Some students like Victoria Palmer ’17 are disappointed by the College’s continued removal of trees. ”When the Smith tree was determined to be cut down, I was really upset because I would do my homework under that tree and it was a place here I could go and just relax,” said Palmer.

After seeing the cleared space beside Guzman, she felt very upset that trees that have probably been there for many years were being once again removed.

Sweeney admits that he has received a lot of criticism about the removal of trees, but, like many of his critics, believes in the value of the campus’ landscape.

The trees, grass, and plants make PC a “park-like atmosphere in an urban setting,” and he sees that,“people really value that about the campus; it makes it beautiful and special.”

In April 2015, PC hired Bartlett Tree Experts to take an inventory of the College’s estimated 2,000 trees. All the trees were inspected, tagged, and positioned in a GPS, allowing the College to know what changes were needed to be made and how best to identify and replace the necessary trees.

Although he regrets having to cut down some trees, Sweeney said that the administration has a responsibility to the PC community to keep them safe and not ignore potential threats, even if they are not definite.

In April, students can expect to see a new red oak tree being planted on the Smith Quad. As mentioned, trees along Guzman will also be replanted in the summer as part of the new Huxley transformation. Features of the new transformation will include replacing Huxley with pedestrian walkways surrounded by plant life, trees, grass, and new benches.
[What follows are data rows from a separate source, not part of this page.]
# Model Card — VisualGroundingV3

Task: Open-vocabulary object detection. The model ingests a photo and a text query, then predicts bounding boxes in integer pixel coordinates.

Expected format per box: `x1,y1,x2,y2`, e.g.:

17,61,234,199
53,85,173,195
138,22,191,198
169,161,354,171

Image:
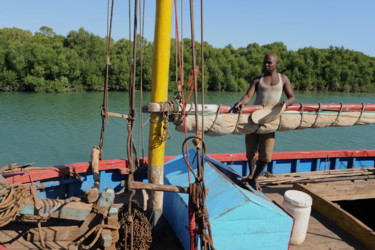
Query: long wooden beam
293,184,375,249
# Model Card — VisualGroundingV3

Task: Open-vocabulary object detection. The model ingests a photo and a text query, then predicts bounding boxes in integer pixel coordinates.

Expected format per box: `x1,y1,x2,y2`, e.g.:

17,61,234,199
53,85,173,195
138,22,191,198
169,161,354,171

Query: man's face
263,56,277,73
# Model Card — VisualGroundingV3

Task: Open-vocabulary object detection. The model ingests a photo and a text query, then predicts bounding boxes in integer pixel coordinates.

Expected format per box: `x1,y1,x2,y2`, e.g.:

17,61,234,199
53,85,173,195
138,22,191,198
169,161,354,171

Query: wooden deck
0,181,369,250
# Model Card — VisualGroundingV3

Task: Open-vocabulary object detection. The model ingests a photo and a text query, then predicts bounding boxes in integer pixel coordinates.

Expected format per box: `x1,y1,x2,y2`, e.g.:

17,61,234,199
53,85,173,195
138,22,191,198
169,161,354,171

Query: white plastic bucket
283,190,312,245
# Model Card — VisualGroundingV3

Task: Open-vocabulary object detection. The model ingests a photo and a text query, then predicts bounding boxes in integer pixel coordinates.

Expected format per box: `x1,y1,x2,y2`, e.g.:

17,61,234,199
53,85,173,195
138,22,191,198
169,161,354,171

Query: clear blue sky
0,0,375,57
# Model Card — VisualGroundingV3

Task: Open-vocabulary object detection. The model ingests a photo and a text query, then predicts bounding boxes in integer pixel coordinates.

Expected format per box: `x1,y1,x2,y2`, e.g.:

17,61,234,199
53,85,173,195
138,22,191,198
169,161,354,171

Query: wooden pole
148,0,172,226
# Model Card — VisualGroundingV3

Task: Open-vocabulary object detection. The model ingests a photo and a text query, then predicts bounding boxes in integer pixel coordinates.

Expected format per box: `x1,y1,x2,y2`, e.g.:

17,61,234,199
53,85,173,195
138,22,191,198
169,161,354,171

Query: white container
282,190,312,245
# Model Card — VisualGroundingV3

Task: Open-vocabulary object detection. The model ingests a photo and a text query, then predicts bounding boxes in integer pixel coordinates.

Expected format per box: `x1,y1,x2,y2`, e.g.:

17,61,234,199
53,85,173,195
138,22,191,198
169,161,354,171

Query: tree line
0,26,375,92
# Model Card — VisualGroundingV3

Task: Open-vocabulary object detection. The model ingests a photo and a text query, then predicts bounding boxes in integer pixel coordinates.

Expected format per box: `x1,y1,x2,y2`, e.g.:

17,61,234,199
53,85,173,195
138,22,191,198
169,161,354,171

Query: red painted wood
219,103,375,114
4,149,375,184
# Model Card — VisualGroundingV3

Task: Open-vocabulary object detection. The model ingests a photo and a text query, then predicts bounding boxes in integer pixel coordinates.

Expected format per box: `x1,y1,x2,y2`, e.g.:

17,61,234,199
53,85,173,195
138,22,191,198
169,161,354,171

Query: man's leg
250,160,267,191
250,132,275,191
245,133,259,181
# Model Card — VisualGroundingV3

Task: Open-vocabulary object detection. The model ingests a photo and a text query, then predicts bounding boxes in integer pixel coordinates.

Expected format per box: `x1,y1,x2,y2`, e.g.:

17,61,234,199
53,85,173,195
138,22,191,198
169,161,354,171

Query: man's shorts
245,132,275,162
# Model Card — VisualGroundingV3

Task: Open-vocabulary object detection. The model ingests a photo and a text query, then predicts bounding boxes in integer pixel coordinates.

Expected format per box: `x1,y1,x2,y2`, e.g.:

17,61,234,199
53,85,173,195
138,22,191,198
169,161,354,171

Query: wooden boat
0,150,375,249
0,1,375,249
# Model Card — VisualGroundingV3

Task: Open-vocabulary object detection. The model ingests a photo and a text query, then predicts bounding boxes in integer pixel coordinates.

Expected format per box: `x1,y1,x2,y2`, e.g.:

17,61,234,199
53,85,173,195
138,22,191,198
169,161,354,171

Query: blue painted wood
163,151,293,249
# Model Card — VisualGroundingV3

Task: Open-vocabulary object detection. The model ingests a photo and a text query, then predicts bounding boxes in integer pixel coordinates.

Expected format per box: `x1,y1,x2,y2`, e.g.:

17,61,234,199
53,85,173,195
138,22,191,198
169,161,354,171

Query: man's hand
280,100,289,108
232,102,244,113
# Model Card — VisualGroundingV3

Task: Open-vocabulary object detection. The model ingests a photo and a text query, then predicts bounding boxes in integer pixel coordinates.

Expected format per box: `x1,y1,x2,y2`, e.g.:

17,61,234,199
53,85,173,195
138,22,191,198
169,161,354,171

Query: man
234,52,295,191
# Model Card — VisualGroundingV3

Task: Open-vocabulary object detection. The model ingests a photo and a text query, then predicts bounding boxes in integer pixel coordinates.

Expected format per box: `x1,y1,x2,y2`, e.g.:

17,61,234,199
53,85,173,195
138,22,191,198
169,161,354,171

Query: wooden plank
304,179,375,201
293,184,375,249
18,201,92,221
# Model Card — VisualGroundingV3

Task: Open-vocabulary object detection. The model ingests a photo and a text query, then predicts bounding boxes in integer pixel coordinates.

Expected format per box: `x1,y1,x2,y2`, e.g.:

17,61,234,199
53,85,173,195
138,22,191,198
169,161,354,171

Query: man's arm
234,79,259,110
281,75,296,107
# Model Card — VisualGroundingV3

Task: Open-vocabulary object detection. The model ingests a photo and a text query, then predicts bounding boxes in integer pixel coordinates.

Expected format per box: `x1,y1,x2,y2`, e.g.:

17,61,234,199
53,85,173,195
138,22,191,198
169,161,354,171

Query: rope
331,102,342,126
354,103,367,125
138,0,146,158
0,183,33,227
99,0,114,160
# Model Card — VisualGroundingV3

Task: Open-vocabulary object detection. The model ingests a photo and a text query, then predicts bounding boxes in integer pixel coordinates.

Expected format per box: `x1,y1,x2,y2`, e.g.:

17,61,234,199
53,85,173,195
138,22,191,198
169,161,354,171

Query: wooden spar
142,103,375,114
293,184,375,249
130,181,189,194
147,0,172,226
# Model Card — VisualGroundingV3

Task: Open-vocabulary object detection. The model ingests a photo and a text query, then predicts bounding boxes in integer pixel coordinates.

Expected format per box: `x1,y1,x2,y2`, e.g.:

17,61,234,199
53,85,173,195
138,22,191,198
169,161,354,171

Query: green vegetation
0,26,375,92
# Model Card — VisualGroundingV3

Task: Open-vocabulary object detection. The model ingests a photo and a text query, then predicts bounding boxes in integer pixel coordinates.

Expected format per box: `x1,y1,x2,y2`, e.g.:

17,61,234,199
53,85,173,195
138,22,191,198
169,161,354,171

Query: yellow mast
148,0,172,226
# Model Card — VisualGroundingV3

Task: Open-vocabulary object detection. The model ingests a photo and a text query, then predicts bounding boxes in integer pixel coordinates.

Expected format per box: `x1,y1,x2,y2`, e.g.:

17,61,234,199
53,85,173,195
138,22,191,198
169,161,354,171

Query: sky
0,0,375,57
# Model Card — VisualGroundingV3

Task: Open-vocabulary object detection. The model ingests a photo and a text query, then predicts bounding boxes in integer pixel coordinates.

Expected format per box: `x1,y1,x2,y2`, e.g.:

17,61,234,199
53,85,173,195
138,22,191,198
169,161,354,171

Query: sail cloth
175,107,375,136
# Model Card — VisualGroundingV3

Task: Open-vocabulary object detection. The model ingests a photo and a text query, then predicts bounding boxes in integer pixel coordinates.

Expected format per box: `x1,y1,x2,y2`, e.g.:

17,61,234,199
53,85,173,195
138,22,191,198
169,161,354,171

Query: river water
0,92,375,167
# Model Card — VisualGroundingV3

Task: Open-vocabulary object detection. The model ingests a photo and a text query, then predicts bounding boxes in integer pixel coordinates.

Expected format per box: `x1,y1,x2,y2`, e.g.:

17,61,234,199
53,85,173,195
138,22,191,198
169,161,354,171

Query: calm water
0,92,375,166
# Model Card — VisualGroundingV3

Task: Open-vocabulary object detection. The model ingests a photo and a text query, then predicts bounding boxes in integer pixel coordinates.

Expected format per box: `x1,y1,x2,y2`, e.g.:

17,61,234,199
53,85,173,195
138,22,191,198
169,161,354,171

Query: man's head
263,52,279,73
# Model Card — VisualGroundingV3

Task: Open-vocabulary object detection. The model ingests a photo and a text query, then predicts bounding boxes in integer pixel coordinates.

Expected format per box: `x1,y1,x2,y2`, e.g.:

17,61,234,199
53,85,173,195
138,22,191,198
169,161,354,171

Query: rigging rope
184,0,215,249
99,0,114,160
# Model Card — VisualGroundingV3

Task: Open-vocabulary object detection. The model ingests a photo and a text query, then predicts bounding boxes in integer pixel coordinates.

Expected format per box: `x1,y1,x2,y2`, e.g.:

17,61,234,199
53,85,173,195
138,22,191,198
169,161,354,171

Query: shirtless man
234,52,295,191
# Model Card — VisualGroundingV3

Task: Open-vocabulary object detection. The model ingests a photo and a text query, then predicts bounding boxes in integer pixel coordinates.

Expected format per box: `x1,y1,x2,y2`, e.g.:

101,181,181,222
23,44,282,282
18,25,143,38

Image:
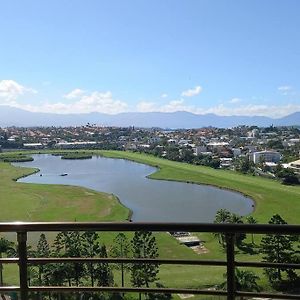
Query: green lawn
101,151,300,224
0,151,300,289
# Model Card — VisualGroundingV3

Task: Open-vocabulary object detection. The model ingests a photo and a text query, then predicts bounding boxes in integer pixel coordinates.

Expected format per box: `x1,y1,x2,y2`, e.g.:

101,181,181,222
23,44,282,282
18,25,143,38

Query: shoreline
15,152,256,221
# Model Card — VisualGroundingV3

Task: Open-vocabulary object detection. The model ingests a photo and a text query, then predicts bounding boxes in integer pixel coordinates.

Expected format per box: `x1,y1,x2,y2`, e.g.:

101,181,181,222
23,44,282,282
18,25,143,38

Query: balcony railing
0,222,300,300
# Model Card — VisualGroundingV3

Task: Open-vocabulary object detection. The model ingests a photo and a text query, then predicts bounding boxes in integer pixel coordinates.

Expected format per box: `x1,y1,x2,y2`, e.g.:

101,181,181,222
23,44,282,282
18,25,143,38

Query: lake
13,154,253,222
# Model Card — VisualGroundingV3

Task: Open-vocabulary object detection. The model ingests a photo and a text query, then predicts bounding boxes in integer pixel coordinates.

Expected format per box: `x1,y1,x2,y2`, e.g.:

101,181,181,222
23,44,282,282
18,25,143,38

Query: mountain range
0,106,300,129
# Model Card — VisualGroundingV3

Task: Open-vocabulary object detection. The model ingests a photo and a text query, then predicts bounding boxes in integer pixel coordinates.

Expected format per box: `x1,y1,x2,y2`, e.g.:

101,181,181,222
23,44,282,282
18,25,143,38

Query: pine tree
35,233,50,285
96,245,114,286
111,232,130,287
260,214,297,286
0,238,14,286
82,231,101,286
131,231,159,287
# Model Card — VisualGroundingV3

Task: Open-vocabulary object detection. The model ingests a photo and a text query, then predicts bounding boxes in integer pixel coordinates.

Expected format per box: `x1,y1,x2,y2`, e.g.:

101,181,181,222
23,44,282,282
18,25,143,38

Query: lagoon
14,154,253,222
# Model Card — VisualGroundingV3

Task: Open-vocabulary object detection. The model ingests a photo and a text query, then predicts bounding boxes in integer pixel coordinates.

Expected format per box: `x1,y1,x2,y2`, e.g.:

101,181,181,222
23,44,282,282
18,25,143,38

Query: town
0,124,300,184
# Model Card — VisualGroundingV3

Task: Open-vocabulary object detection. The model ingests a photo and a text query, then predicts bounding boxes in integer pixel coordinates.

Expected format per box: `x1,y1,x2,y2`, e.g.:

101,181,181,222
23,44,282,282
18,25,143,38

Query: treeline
0,231,172,300
214,209,300,292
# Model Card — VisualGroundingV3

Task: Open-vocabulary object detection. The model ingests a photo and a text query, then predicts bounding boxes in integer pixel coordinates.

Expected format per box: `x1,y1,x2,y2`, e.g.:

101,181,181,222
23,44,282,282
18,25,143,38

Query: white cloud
181,85,202,97
10,91,128,114
136,101,157,112
205,104,300,118
63,89,84,99
278,85,292,92
277,85,294,96
136,99,203,114
0,80,37,104
229,98,242,104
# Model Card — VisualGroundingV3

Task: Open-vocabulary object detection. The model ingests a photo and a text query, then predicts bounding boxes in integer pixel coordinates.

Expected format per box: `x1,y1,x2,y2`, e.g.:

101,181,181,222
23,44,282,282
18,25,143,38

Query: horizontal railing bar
0,286,20,292
0,258,19,264
0,286,300,299
235,261,300,269
236,291,300,300
0,222,300,235
28,257,226,266
28,286,227,296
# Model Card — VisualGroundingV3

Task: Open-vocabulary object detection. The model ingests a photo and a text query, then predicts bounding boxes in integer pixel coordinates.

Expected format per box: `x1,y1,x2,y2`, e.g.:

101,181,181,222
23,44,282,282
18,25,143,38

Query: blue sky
0,0,300,117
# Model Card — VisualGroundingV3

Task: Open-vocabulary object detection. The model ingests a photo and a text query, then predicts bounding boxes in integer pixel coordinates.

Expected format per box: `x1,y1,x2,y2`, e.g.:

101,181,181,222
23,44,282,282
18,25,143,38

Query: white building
250,150,280,164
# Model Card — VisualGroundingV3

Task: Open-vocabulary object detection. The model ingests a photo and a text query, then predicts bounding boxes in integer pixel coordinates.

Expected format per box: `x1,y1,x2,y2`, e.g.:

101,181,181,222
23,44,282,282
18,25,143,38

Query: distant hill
0,106,300,129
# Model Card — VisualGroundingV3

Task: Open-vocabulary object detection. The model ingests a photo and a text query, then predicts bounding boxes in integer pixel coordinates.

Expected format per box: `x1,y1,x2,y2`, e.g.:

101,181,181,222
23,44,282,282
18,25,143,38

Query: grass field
0,151,300,289
101,151,300,224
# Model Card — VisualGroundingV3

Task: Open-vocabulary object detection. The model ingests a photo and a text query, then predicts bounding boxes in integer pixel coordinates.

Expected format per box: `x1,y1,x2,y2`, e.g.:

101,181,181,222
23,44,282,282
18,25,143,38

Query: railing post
226,233,236,300
17,231,28,300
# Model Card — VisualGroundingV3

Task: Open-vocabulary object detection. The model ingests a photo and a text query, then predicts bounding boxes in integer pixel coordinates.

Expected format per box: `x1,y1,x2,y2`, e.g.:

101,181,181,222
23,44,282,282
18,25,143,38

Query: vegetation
260,214,300,289
99,151,300,224
0,151,300,297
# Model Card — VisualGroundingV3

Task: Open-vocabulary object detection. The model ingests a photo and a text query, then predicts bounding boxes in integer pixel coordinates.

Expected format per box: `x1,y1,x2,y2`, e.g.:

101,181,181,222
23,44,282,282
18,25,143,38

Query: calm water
14,154,253,222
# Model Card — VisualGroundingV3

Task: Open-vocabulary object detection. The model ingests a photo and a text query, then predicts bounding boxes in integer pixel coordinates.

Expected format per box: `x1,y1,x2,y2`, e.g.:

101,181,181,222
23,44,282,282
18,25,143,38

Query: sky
0,0,300,118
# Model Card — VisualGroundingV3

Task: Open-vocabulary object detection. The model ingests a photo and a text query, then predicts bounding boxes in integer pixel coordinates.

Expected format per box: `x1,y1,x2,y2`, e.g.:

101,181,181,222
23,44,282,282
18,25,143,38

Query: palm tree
0,238,14,286
247,216,257,244
214,208,231,247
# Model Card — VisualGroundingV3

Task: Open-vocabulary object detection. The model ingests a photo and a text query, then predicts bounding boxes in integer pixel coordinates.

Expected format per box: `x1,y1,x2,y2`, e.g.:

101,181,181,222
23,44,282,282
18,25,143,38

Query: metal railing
0,222,300,300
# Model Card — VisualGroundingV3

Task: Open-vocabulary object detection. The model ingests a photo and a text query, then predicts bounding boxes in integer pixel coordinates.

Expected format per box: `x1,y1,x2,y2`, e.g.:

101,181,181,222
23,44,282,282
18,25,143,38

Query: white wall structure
250,151,280,164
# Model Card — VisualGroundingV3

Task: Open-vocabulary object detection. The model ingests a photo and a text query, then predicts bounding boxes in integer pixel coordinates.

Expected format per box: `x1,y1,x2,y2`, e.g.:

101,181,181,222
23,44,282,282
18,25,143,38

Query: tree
214,208,231,247
82,231,101,286
214,209,246,248
260,214,297,287
0,238,14,286
111,232,130,287
96,245,114,286
131,231,159,297
246,216,257,244
35,233,50,285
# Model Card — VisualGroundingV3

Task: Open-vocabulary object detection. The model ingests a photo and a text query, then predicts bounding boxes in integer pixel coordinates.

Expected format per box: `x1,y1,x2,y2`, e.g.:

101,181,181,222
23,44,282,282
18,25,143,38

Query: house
249,150,280,164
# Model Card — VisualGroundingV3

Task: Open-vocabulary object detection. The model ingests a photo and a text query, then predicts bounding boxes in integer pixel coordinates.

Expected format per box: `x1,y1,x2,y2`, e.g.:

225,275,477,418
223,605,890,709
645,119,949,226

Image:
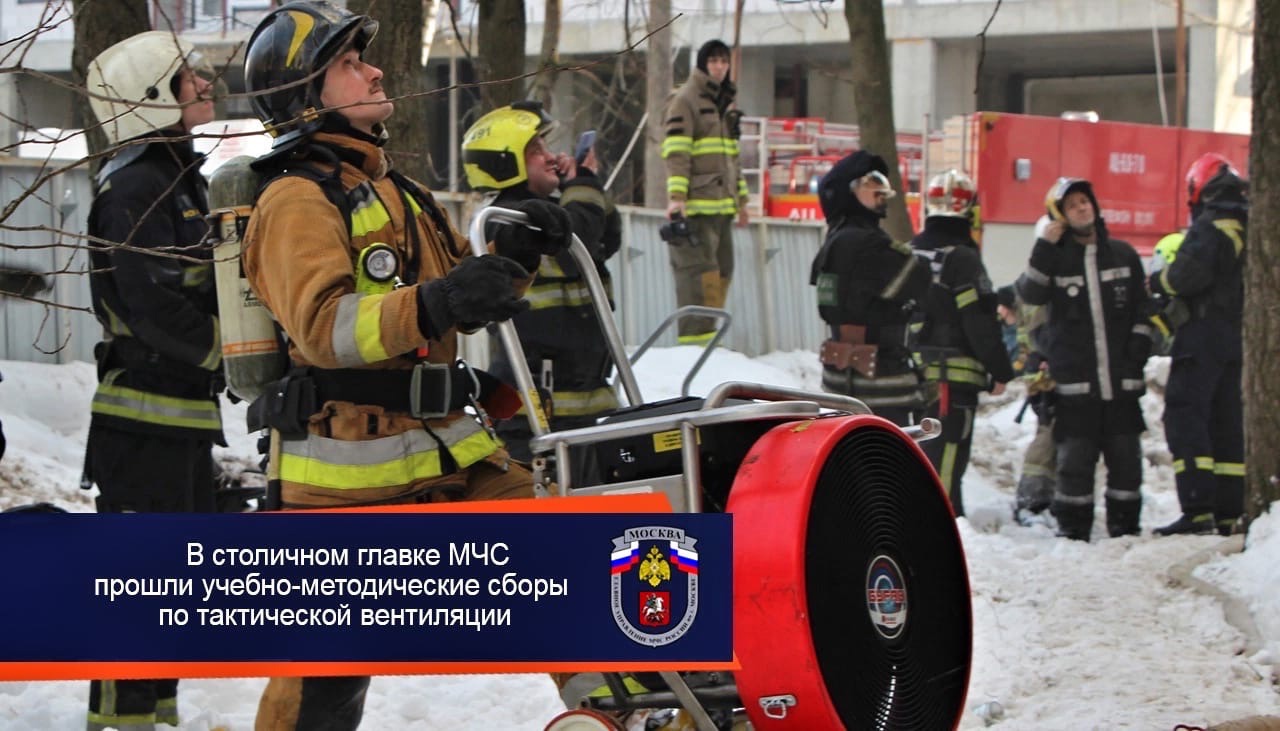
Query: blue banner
0,513,733,663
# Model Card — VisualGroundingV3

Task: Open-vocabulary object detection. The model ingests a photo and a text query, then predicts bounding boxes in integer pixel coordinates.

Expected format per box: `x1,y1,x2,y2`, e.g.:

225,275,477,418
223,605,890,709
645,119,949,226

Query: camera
658,214,696,246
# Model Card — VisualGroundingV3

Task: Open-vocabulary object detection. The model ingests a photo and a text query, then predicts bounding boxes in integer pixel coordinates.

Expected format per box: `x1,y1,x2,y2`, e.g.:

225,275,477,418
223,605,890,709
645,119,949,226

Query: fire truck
741,111,1249,284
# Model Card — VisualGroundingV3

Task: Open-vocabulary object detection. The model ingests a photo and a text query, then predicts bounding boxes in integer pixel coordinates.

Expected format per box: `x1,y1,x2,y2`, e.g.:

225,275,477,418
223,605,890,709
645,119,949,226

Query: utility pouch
246,375,320,439
818,341,879,378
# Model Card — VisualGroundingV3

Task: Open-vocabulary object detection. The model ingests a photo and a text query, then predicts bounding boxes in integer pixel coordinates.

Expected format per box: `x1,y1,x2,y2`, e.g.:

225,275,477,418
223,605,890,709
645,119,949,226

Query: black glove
494,198,573,271
417,256,529,339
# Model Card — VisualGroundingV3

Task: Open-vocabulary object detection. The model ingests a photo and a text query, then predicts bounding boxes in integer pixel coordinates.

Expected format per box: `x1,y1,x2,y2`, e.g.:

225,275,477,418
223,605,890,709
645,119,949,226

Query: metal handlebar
468,206,644,437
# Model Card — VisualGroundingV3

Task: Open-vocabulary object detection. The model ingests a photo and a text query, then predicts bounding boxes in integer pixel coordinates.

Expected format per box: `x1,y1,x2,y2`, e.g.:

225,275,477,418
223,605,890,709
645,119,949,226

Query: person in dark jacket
462,101,622,485
1151,152,1249,535
809,150,929,426
82,31,225,731
1018,178,1151,540
911,170,1014,516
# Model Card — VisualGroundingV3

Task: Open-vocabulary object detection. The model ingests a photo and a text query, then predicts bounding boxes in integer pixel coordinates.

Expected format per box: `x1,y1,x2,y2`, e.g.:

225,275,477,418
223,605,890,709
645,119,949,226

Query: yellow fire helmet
1151,230,1187,271
462,101,556,191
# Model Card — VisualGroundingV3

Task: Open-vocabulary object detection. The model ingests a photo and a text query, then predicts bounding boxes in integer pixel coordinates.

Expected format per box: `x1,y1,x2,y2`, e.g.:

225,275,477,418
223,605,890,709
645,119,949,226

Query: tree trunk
476,0,525,111
531,0,567,111
347,0,432,186
845,0,913,241
1242,3,1280,517
644,0,675,209
72,0,151,179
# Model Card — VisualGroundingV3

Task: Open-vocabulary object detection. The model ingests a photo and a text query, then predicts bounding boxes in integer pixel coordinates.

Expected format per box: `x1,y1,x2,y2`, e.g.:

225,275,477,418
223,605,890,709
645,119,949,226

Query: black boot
1052,503,1093,543
1216,517,1243,538
1155,512,1216,535
1107,498,1142,538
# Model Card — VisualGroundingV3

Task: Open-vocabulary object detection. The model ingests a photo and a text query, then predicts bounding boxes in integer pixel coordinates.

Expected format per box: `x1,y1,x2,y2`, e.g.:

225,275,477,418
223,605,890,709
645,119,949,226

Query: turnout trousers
86,425,216,731
253,452,534,731
1165,320,1244,526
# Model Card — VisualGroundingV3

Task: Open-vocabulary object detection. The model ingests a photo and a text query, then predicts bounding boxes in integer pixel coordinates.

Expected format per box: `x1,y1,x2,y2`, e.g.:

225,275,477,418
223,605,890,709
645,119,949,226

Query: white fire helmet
84,31,209,145
924,169,978,218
Across from Guzman and Accino Hall will reside the new overlook, a five to eight-foot platform that will give a great view of the city landscape. Former Guzman Hill will also be less of a sharp incline, displaying a new staircase and a handicap path to get from upper to lower campus. Sweeney hopes these new additions to the landscape will satisfy students worried about losing their land. “We don’t want to take away green space,” said Sweeney.

Hannah Albright ’18 said she greatly values trees and green space as “very important for a beautiful campus” and, despite missing the removed trees, understands “that the new campus plan includes a good amount of green place, trees, and outdoor seating.”

Palmer admits the change can happen for the good, but must be done in the right way.

“I feel like we’re seeing the beginning stages of what they’re trying to make a green campus and at this moment it’s a little disappointing,” said Palmer. “When everything is complete, and if done in an environmentally friendly way without cutting down healthy trees, then I’d be okay with it.”